The best cure for getting over a lost customer is to focus on the customers you have right now. (Tweet this.)
Turning that negative energy into a positive learning experience will benefit your existing clients and ultimately help you build your business.
So what’s a practical way to do this?
- Contact your best clients and find out if there’s anything you can do for them.
- Make a list of services that will add a ton of value to your clients without costing you an arm and a leg so you can randomly give away those services to surprise your customers.
- Survey your customers, or just pick up the phone and call them. Let them know you just lost a customer and ask each one, “What can I do differently that will make you an even happier customer?”
Most of your customers will point out things they like about you before they point out areas of weakness. Hearing your clients speak encouragingly about you, like we’ve recently heard from some of you, will be a huge boost for your morale.
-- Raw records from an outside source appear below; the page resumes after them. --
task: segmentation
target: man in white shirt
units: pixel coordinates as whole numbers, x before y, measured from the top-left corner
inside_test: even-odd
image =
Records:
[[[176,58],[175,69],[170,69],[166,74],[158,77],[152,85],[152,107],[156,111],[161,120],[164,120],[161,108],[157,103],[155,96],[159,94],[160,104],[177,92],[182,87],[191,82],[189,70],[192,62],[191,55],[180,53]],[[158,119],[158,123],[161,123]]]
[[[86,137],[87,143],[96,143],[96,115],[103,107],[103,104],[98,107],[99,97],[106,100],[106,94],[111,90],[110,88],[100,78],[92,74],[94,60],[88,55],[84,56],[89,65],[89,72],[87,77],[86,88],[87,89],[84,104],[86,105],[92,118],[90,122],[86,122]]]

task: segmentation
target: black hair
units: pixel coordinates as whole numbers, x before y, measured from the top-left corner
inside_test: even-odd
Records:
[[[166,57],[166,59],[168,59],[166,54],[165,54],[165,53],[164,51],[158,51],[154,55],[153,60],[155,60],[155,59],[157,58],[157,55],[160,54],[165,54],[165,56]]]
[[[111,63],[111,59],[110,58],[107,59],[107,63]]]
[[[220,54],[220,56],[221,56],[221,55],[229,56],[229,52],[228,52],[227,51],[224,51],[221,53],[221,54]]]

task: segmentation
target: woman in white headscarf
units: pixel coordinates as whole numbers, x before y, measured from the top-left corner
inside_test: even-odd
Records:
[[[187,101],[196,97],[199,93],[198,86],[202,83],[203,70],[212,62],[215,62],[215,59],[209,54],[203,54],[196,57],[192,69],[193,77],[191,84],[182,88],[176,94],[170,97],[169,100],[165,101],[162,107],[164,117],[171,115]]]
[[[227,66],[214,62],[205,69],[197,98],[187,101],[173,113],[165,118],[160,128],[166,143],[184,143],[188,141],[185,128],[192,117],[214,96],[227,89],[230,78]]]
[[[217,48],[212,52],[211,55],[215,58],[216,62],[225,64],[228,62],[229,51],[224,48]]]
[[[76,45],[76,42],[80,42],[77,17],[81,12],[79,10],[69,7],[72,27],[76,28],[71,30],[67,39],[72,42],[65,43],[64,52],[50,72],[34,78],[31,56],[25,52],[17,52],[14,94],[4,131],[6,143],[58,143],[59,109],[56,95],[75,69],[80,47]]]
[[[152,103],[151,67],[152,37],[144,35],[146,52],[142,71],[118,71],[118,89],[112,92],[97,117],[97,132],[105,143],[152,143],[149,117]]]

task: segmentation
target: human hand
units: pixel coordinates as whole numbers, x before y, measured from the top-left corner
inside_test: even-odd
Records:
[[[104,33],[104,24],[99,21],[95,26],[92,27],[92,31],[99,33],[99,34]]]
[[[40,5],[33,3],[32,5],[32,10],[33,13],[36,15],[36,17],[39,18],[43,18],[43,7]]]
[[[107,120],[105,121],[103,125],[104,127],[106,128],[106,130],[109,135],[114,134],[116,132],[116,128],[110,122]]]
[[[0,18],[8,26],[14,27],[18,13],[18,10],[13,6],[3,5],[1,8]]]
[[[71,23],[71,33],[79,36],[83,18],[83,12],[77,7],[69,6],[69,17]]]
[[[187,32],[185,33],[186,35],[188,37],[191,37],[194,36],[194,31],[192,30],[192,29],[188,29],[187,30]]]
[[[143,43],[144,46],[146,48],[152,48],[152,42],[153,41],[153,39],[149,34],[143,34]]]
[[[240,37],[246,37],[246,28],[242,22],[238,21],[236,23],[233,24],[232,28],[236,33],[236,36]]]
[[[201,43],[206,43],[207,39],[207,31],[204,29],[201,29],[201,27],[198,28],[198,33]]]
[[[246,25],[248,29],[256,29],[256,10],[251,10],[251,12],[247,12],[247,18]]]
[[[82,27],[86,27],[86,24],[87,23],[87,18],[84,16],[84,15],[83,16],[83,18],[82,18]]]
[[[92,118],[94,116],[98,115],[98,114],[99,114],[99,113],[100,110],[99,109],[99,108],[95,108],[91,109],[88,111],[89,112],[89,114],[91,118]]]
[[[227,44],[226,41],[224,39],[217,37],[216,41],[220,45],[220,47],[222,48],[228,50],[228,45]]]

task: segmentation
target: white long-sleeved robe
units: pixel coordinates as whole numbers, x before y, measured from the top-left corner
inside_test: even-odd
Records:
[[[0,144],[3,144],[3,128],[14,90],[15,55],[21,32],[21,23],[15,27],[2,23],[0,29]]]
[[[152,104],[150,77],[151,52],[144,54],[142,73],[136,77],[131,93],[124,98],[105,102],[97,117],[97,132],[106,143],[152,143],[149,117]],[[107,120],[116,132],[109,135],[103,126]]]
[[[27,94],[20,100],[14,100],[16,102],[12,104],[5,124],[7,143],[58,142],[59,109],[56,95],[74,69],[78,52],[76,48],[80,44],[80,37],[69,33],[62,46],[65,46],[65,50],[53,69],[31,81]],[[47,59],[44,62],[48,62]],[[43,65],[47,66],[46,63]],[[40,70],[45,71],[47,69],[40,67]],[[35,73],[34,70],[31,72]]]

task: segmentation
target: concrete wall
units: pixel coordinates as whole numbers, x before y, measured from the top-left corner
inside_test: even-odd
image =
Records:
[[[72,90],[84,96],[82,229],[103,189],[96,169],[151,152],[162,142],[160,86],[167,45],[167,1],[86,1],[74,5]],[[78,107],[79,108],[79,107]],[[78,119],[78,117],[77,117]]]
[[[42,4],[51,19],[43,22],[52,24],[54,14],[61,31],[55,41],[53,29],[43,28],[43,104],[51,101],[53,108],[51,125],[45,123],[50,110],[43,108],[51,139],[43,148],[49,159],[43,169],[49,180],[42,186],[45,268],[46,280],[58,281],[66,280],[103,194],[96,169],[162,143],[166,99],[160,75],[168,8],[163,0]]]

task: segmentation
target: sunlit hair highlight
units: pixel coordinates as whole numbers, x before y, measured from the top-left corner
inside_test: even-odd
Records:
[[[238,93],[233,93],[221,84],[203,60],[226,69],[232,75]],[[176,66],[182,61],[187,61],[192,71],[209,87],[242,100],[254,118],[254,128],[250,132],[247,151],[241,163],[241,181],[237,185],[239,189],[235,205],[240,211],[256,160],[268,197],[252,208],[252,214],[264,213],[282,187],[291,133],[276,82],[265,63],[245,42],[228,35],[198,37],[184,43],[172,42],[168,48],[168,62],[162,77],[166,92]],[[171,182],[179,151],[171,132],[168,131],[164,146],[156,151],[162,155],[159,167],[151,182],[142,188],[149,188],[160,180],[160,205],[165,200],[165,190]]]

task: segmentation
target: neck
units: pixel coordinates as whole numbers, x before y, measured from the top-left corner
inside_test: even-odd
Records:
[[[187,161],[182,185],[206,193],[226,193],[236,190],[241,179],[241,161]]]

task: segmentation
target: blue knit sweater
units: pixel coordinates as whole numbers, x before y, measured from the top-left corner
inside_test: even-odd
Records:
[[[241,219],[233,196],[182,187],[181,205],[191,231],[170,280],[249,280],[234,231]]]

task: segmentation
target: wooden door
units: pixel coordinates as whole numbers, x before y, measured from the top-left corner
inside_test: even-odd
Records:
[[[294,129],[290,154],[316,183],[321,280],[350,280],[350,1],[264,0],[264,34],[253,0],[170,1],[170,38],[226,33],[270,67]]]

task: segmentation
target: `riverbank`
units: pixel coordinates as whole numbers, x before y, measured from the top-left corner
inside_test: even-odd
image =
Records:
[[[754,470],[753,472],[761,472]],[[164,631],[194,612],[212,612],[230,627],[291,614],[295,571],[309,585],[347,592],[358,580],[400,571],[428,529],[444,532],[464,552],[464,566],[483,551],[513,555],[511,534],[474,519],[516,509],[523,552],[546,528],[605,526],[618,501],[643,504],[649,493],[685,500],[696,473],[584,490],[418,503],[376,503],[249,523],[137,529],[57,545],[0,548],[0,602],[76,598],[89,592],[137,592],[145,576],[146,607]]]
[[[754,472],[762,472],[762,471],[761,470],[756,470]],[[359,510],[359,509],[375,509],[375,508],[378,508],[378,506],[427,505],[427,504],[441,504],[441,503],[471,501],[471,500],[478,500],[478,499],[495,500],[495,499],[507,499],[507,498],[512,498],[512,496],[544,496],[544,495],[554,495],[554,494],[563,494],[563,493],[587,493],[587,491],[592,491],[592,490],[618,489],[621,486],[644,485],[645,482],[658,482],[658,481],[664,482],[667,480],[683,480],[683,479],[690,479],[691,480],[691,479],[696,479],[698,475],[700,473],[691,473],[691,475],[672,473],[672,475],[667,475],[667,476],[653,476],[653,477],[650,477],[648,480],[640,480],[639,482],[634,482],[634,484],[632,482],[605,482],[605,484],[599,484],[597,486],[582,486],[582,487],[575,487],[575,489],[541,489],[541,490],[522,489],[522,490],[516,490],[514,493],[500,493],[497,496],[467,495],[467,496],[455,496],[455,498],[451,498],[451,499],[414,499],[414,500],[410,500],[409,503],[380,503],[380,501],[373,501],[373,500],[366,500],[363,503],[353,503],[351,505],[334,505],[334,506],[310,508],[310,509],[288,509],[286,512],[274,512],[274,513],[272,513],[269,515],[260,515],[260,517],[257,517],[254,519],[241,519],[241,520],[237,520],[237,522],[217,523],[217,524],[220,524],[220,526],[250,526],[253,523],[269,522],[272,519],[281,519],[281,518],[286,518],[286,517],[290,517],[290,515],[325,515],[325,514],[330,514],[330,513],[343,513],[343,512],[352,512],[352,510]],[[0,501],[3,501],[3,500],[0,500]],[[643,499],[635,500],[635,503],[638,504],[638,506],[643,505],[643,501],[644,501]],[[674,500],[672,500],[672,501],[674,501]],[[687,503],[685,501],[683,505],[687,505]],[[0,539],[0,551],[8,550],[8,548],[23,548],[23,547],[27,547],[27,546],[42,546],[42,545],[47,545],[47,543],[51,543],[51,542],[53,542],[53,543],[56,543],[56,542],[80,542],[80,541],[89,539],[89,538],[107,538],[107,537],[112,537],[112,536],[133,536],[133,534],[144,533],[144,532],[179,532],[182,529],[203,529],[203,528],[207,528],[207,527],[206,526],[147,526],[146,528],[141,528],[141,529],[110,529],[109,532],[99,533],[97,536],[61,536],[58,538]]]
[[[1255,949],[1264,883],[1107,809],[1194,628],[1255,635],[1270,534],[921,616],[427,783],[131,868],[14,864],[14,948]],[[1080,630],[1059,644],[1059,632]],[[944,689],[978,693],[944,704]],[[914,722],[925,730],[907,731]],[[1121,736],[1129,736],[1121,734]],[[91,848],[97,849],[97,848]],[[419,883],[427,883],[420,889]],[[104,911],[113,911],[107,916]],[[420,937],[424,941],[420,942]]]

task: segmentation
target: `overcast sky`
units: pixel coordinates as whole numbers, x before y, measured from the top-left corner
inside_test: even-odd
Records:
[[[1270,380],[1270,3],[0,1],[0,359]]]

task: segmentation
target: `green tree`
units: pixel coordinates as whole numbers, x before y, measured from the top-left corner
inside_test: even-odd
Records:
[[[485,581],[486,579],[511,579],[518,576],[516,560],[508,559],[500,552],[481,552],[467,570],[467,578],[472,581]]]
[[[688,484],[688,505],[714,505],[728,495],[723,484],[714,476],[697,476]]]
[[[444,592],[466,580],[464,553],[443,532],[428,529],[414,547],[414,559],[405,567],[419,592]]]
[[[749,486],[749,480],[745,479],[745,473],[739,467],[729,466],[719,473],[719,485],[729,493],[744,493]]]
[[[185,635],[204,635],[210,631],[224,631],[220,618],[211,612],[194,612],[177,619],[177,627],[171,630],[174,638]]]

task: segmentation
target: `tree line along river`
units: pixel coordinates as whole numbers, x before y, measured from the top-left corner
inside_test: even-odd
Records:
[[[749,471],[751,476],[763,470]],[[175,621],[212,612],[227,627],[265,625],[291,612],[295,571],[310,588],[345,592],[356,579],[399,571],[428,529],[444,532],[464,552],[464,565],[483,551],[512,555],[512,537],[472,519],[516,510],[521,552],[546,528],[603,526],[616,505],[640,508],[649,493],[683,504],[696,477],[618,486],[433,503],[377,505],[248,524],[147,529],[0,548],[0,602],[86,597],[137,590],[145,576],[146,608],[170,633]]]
Losing customers will hurt, this process will make it less painful
Lost customers equals lost revenues. In this post I focused on the emotional side but there’s also a financial loss. As a start up company, the financial loss really stinks, plain and simple.
It literally comes out of our paycheck. That’s why it’s critical that we revisit the steps outlined in this post:
- Did you do everything in your power to win the client back?
- How can you improve your business systems?
- What can you do for your existing client base?
Have you ever lost a great customer? If so, what other suggestions do you have on how to bounce back stronger than ever?